Now with fifty percent more bupkis

Mon 09 Mar 2009 09:58 AM

I recently stumbled across Forbes' America's Best Colleges, which was published last year. The assessment is explicitly intended to break the hegemony of U.S. News & World Report's rankings of American colleges, which seems like a good thing whether or not ratings are ultimately a good thing.

UAlbany comes out in the middle of the pack (295th out of 569), which is not at all bad. Among SUNY centers, we are ranked behind Binghamton (119) but ahead of Stony Brook (332) and Buffalo (436). The rankings seem plausible.

Nevertheless, the methodology is disturbingly weak sauce. A full 25% of each institution's score is derived from the number of its alumni who appear in Who's Who in America. I was recently contacted by Who's Who and asked for biographical information so that I could be included. I did not reply, because Who cares? Forbes magazine, that's who.
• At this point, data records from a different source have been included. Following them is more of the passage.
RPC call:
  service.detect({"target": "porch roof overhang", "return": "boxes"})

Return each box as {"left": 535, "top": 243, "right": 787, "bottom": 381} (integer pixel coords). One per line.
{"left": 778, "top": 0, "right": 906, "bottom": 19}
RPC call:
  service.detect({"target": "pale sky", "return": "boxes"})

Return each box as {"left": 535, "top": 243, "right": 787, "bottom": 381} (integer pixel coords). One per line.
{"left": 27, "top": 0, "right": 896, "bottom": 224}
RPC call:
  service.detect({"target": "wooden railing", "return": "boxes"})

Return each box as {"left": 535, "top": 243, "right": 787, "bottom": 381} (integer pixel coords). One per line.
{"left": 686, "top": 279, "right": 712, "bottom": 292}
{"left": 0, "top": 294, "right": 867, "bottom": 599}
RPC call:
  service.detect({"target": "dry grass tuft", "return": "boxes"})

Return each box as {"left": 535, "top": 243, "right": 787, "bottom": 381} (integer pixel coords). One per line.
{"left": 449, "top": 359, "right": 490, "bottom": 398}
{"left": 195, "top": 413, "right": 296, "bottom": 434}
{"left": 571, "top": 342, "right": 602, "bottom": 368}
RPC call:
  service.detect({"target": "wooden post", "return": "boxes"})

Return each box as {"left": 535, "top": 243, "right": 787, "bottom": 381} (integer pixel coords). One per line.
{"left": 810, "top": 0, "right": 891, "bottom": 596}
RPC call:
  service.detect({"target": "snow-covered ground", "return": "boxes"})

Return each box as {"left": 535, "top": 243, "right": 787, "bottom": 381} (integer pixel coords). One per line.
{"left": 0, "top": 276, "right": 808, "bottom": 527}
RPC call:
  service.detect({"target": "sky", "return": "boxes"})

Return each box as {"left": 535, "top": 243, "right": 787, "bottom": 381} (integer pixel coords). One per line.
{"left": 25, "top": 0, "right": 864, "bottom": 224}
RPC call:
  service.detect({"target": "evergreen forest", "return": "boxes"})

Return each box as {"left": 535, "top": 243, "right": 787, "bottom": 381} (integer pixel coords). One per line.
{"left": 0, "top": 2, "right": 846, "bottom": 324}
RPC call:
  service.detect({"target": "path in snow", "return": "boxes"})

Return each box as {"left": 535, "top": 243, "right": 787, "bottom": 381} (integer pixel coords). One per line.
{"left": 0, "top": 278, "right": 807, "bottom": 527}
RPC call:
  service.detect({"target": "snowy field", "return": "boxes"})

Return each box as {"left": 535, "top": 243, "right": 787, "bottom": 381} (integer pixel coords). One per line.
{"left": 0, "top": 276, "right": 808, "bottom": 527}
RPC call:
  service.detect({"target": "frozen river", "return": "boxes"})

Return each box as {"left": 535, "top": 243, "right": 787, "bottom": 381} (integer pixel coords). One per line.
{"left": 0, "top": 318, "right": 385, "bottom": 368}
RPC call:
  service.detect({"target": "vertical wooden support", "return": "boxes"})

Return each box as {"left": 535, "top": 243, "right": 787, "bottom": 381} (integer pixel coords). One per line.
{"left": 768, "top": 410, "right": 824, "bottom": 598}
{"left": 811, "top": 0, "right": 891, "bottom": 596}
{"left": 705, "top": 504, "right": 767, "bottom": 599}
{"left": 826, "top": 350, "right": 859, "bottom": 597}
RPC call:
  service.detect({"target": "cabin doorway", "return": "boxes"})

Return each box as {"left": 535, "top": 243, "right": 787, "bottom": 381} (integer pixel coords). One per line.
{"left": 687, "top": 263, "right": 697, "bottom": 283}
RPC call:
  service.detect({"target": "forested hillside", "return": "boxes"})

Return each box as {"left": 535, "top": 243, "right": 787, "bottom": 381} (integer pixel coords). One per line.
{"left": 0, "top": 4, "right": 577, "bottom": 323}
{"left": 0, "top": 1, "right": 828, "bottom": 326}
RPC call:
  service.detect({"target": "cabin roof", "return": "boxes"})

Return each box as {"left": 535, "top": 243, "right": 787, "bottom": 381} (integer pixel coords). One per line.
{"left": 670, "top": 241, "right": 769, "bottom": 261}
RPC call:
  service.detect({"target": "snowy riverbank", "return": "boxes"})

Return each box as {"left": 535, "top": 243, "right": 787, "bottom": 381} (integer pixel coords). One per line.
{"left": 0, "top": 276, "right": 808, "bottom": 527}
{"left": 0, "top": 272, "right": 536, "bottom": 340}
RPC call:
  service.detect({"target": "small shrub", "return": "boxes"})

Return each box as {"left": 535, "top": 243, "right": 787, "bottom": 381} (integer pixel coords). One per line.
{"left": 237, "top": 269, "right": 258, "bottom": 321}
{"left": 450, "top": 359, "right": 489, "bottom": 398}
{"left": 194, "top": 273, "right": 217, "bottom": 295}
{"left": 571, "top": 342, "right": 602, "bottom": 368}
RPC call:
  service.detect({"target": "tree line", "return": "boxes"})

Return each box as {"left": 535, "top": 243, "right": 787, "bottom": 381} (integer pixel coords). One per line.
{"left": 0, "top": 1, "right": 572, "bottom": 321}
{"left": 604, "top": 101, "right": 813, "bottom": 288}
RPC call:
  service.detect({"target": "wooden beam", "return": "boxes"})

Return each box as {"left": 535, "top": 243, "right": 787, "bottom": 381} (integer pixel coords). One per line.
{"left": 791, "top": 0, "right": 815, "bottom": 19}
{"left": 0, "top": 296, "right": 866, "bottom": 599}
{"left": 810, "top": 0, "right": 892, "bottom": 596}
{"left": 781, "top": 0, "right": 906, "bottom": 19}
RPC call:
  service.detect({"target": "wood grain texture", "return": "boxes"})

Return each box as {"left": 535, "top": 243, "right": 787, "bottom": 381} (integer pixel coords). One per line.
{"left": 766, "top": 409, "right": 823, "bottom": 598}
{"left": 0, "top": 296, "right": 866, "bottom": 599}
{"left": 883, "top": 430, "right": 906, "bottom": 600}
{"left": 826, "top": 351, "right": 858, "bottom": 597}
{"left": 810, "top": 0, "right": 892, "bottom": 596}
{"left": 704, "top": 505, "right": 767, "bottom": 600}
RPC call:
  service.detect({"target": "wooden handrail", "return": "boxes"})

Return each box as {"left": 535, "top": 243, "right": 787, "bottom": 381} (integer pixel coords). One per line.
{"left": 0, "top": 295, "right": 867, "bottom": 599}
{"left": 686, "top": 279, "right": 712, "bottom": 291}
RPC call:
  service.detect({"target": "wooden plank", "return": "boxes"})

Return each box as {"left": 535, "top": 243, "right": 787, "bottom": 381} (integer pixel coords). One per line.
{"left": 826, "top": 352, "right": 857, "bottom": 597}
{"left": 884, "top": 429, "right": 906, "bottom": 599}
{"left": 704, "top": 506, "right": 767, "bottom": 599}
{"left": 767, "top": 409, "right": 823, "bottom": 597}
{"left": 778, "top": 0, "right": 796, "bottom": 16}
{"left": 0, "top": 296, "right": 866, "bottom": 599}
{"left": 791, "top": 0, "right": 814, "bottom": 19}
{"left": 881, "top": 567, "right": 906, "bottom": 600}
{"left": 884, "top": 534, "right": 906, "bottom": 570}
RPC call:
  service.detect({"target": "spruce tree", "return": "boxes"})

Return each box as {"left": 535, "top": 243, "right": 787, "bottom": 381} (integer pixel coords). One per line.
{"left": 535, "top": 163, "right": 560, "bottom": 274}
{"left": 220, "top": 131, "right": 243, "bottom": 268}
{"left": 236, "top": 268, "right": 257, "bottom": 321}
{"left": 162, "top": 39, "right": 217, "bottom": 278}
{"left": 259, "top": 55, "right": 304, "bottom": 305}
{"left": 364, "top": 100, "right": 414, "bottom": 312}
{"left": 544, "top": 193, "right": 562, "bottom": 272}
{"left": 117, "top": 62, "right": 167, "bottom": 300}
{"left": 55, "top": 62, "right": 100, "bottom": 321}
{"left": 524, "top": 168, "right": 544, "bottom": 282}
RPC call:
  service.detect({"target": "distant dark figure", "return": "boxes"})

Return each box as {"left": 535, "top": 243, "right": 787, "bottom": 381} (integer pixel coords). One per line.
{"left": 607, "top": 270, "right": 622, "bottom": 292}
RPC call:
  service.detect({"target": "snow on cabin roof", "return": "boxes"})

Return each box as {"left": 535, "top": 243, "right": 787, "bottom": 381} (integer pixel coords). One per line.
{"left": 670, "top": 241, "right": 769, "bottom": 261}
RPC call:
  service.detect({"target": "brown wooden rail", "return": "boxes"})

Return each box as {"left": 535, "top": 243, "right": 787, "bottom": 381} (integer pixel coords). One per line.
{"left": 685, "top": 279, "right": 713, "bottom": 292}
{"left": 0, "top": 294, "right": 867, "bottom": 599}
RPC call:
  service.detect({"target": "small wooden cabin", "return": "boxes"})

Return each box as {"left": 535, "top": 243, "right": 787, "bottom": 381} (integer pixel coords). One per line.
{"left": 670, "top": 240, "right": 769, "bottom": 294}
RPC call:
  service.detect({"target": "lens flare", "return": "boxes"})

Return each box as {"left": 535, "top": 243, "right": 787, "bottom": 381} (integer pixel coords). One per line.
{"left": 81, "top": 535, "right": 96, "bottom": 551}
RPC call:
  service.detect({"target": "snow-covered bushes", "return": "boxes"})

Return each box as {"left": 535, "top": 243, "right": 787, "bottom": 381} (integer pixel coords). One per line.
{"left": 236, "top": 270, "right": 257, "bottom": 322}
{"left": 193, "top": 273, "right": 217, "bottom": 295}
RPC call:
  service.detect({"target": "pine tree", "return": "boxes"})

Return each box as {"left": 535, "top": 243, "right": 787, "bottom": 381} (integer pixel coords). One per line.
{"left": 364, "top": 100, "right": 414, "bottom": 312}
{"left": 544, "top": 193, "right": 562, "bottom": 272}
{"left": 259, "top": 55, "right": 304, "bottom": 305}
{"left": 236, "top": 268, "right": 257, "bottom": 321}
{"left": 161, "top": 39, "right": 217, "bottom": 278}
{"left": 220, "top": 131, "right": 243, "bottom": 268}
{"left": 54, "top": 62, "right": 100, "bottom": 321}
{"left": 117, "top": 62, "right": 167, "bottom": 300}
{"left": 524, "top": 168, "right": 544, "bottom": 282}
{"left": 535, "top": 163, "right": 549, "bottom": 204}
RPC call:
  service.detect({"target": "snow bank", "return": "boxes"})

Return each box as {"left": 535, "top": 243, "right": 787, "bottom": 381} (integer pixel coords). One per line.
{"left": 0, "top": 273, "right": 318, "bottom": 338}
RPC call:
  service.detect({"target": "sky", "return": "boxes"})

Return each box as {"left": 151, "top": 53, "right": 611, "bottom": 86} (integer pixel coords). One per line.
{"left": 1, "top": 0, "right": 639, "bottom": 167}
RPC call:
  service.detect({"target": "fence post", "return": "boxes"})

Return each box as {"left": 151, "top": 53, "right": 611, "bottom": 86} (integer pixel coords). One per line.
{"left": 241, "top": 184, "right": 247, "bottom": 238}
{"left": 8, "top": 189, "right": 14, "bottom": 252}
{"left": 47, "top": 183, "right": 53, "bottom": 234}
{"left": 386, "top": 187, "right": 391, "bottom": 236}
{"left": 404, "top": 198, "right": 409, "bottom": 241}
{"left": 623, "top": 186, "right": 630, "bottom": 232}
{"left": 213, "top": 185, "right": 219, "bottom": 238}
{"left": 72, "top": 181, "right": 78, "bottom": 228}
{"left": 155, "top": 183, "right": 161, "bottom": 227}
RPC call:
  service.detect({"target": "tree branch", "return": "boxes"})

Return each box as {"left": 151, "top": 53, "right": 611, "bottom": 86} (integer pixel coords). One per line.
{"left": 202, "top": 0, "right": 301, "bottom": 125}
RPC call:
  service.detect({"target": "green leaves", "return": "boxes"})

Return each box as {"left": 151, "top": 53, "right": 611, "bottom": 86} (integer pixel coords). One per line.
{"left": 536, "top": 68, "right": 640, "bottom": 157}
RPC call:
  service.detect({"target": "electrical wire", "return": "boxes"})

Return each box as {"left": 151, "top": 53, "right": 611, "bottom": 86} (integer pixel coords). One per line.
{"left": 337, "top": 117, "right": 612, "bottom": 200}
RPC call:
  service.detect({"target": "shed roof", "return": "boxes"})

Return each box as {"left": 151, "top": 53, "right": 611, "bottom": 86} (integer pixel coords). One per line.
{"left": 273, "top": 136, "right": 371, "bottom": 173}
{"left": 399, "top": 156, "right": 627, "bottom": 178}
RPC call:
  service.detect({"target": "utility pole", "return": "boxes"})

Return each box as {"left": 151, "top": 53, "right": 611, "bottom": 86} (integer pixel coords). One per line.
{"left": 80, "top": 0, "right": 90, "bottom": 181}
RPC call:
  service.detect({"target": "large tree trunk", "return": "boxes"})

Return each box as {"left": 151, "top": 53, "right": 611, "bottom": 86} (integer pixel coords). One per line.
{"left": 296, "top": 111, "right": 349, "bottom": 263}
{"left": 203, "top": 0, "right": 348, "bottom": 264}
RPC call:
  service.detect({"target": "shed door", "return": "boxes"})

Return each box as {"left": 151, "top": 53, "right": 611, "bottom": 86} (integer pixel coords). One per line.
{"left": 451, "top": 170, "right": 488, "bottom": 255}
A further 25% of each institution's score is derived from student evaluations at RateMyProfessors.com. Now, I think it's a fun website. It allows students to gossip about which prof is good for which courses, and I get pretty good marks there. Yet, as I said in an earlier post, "it would worrisome if an unrepresentative and deliberately somewhat frivolous resource came to play an important part in campus life." Now Forbes expects it to play such a role.